Crash recovery appears to have completed at about 23:10:33 and things came back online. We'll see if it remains stable. Leaving the downtimes in place to avoid more spamming of IRC.

Thanks @BBlack for taking a look! Looks like an "heavy" query from varnish-failed-fetches drove disk utilization to 100% starting at 04/19T22:17 and things snowballed from there, with the icinga spam starting at 22:30. I suspect the disk (singular, sdb isn't in the array as per T169035) was busy loading the requested timeseries.

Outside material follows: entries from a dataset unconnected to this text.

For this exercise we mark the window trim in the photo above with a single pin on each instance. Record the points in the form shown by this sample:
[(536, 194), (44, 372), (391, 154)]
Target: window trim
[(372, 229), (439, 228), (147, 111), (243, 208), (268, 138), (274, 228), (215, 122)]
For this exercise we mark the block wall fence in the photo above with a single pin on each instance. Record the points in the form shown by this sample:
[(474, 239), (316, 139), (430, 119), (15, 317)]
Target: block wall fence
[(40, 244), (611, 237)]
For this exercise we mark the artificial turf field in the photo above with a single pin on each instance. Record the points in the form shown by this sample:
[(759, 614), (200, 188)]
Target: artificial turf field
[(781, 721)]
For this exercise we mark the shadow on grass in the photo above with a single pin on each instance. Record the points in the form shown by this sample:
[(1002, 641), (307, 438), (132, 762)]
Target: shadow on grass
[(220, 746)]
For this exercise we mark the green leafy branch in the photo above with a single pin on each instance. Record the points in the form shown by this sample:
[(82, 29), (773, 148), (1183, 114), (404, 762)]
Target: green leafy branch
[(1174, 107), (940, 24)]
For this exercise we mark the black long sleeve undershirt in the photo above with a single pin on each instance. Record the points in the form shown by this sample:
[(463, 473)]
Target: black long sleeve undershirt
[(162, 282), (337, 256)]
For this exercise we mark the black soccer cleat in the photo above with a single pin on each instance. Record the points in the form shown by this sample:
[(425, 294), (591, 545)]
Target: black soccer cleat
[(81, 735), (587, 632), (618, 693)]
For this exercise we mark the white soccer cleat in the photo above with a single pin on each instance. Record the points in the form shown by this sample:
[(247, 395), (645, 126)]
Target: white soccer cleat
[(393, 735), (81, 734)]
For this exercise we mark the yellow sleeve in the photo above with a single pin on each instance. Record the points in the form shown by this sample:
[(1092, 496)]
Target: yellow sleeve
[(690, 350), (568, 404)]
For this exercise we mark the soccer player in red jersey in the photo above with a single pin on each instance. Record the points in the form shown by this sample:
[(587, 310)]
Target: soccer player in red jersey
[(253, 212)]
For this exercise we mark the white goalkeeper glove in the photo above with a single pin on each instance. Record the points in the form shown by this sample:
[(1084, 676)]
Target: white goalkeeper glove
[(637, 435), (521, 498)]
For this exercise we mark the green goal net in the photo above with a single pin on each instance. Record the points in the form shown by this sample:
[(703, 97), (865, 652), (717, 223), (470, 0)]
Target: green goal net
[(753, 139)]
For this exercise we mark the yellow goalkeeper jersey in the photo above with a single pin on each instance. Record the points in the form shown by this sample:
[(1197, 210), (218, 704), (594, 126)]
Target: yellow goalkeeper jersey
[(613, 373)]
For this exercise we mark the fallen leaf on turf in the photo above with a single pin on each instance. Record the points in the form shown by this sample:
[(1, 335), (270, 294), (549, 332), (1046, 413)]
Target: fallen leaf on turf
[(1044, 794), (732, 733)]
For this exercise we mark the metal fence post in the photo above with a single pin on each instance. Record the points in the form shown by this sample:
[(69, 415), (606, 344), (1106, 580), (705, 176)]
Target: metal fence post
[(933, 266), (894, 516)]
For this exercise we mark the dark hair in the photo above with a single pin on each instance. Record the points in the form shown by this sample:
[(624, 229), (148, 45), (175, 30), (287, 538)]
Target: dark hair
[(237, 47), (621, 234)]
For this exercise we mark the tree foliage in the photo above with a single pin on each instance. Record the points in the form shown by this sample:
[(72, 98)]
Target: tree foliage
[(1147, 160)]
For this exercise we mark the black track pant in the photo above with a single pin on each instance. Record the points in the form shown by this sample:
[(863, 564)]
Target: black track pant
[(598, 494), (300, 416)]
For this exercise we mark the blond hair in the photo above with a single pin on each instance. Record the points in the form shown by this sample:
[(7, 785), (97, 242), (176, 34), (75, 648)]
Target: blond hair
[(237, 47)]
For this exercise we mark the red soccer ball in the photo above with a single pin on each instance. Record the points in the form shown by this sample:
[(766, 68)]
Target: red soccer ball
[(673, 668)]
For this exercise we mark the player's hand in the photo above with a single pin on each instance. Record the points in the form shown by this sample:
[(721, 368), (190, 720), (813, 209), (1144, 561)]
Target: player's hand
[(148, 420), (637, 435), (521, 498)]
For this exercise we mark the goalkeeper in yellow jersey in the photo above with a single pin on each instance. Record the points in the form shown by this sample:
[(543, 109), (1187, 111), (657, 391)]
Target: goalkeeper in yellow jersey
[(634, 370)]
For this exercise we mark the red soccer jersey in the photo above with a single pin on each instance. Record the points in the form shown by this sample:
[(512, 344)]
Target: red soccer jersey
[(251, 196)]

Unpacking the issues I see so far:

  1. CRITICAL vs UNKNOWN from check_prometheus_metric when running into a timeout, I'd argue CRITICAL is more visible but the resulting icinga spam isn't really a good thing so it makes sense to switch to UNKNOWN instead.
  2. Slow shutdown, this is expected as data is checkpointed and flushed to disk, possibly longer than usual given the disk was busy.
  3. Prometheus bailing/timing out on loading many series from disk and/or for long timespans. AIUI this is better/fixed in Prometheus 2 (upgrade task is T187987)

Actionables in the short term:

  1. Timeouts in check_prometheus_metric should result in UNKNOWN
  2. Audit varnish-failed-fetches to load less time series

Change 428725 had a related patch set uploaded (by BBlack; owner: BBlack):
[operations/puppet@production] s/CRITICAL/UNKNOWN/ for icinga->prometheus fetch/decode errors

https://gerrit.wikimedia.org/r/428725

Change 428725 merged by BBlack:
[operations/puppet@production] s/CRITICAL/UNKNOWN/ for icinga->prometheus fetch/decode errors

https://gerrit.wikimedia.org/r/428725

We haven't seen this reoccurring afaik, also we're upgrading to Prometheus 2.6, tentatively resolving.